Hors Comédie-Française, il a joué, entres autres, au Théâtre Gérard Philipe dans La Marquise d’O d’Heinrich von Kleist mis en scène par Lukas Hemleb (2007), à l’Athénée Louis Jouvet dans Rêve d’automne de Jon Fosse mis en scène par David Géry (2008), et plus récemment en tournée dans Lorenzaccio de Musset mis en scène par Francis Huster (2014).
À la télévision, il a tourné notamment dans Le Capitaine Fracasse de Philippe Joulial, Fin de droit de Dominique Tabuteau (1992), Nestor Burma de Pierre Koralnik (1993) et, au cinéma, dansLa Nuit du destin d’Abdelkrim Bahloul (1999), Requiem d’Hervé Renoh (2002) ou encore Elle s’appelait Sarah de Gilles Paquet-Brenner (2010).

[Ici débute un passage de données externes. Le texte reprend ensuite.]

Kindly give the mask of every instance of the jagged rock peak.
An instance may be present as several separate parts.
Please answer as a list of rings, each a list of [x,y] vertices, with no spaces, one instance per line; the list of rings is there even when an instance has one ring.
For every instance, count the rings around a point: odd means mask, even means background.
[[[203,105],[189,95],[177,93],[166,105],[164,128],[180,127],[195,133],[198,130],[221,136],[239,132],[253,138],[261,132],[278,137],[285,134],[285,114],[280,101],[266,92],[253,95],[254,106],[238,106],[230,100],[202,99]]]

En 2012, il publie le recueil de souvenirs Des étoiles plein les poches où il retrace son parcours singulier d’enfant d’immigrés accueillis par la France, puis son « parcours d’artisan » au sein de la troupe de la Comédie-Française. La machine à coudre familiale, témoin émouvant de son enfance et sur laquelle il a parfois travaillé avec acharnement, a rejoint en 1981, après la mort de son père, le 6e étage de la Maison où se trouvent les ateliers de fabrication de costumes.
En 2016, il signe un recueil de nouvelles intitulé Humeurs variables.
Simon Eine est chevalier dans l’Ordre de la Légion d’honneur, officier dans l’Ordre national du mérite et dans celui des Arts et Lettres.